Most popular dating apps like Tinder, Hinge and Bumble only offer two or three gender identity and sexual orientations options, but a few, such as OkCupid, Her and Wing Ma’am represent a larger spectrum.
OkCupid, a mainstream match-making app, includes 22 possible gender identities and 12 sexual orientations. Her, an app marketed toward women who like women, has 14 sexual orientation options. Wing Ma’am, one of the first LGBTQ+ dating apps, launched in 2012, allows users to identify with 13 sexualities.
Smith used mainstream apps because of the low usership on alternative apps, but said the rigid gender binary leads the larger apps to offer only two or three options for sexuality — straight, bisexual or gay.
“If someone has taken the time and done the work to discover that their sexual orientation and gender identities lie somewhere else on the spectrum,” Smith said, “they should be able to have enough options such that they can identify in a way that reflects how they see themselves, how they want others to see them and that’s just generally true to who they are.”
Julie Beaulieu, a visiting lecturer at Pitt’s gender, sexuality and women’s studies department, said all dating apps should include a spectrum of gender identity and sexual orientation options.
“One of the clear limits to mainstream — non-LGBTQIA+ — apps is their lack of diversity,” Beaulieu said in an email. “Inclusivity sends a clear message that all of our desires and identities are valid.”
Despite the lack of options, many LGBTQ+ singles still gravitate toward mainstream apps because they have a better chance of meeting someone, according to Mariella Mosthof, a sex and relationships contributor for news website Bustle.
“Niche dating apps for queer women and trans folks are great. But if they have a tiny usership, then it’s impossible to meet people on them,” Mosthof said in an email.
In Community Marketing and Insights 2015 ninth annual LGBTQ+ Community Survey, a total of 20 percent of the more than 3,200 lesbian and bisexual women used a dating app dedicated to lesbians at least once a week in the past month. Twenty percent used a general dating app during the same time frame.
The number of downloads for women-seeking-women apps accounts for the small percentage of lesbian and bisexual women using dating apps.
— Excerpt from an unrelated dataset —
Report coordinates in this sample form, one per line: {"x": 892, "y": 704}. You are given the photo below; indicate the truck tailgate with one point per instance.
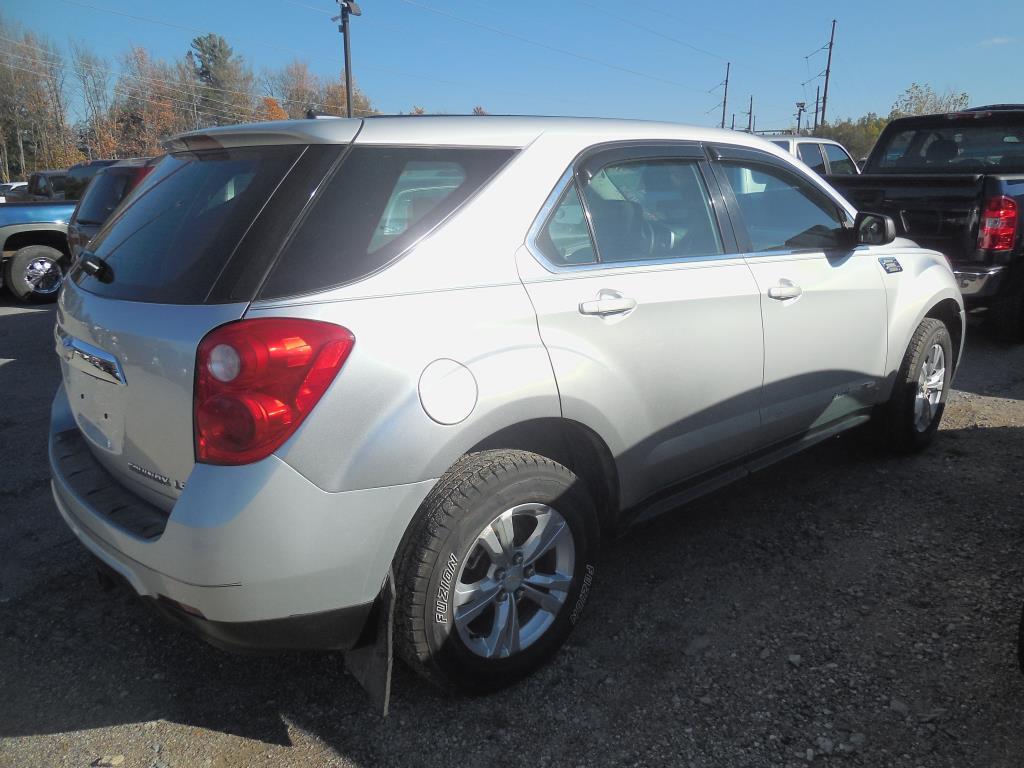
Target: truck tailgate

Compared to the millions of Tinder users, dating apps for women settle around 500,000 installations overall, according to Google Play, Android’s app store.
“People gravitate toward apps and networks that everyone else is already on, because those are the most useful to connect on,” Mosthof said in an email.
Though relatively young, dating apps for women seeking women have been on the market for a few years.
After Tinder came out in 2012, Wing Ma’am was released a month later for LGBTQ+ women.
Her, which originally launched in 2013 under the name Dattch, offers global and local feeds for users to post statuses and read LGBTQ+ news. In the Apple App store, Her has four stars out of more than 2,000 ratings.
In 2014, another lesbian dating app called Scissr facilitated hook-ups, relationships and friendships. Only Women, launched in 2015, displays recently online and newly added users.
“It seems obvious that the market is there, and yet I’m not surprised that developers aren’t focused on this community,” Beaulieu said.
Beaulieu said this likely has to do with assumptions of what LGBTQ+ women want, such as thinking women aren’t as interested in hook-ups as men.
“We shouldn’t assume that women are more ‘relationship-oriented’ and thus less likely to want to use apps that allow you to ‘swipe’ or ‘hook-up,’” she said. “There’s really no one-to-one relationship between sex category and dating habits, or gender identity and romantic and sexual practices, even if people are socialized in really different ways.”
Location also plays a role in dating apps.
While using Her, Smith had “infinitely more people” available to view on the app when she was near her home in New York, compared to the number of people she could view in the Pittsburgh area.
Only 3 percent of Pittsburgh’s population identifies as LGBTQ+, making Pittsburgh one of the nation’s metropolitan areas with the lowest rate of LGBTQ+ people, according to a March 2015 Gallup poll.
Although Smith said it’s possible that she’s just not great at online dating, she still checks Her once or twice a week, holding out hope to find friendships rather than relationships.
“I guess, since I haven’t deleted it entirely, I’m still kind of hoping something good will come of it,” Smith said.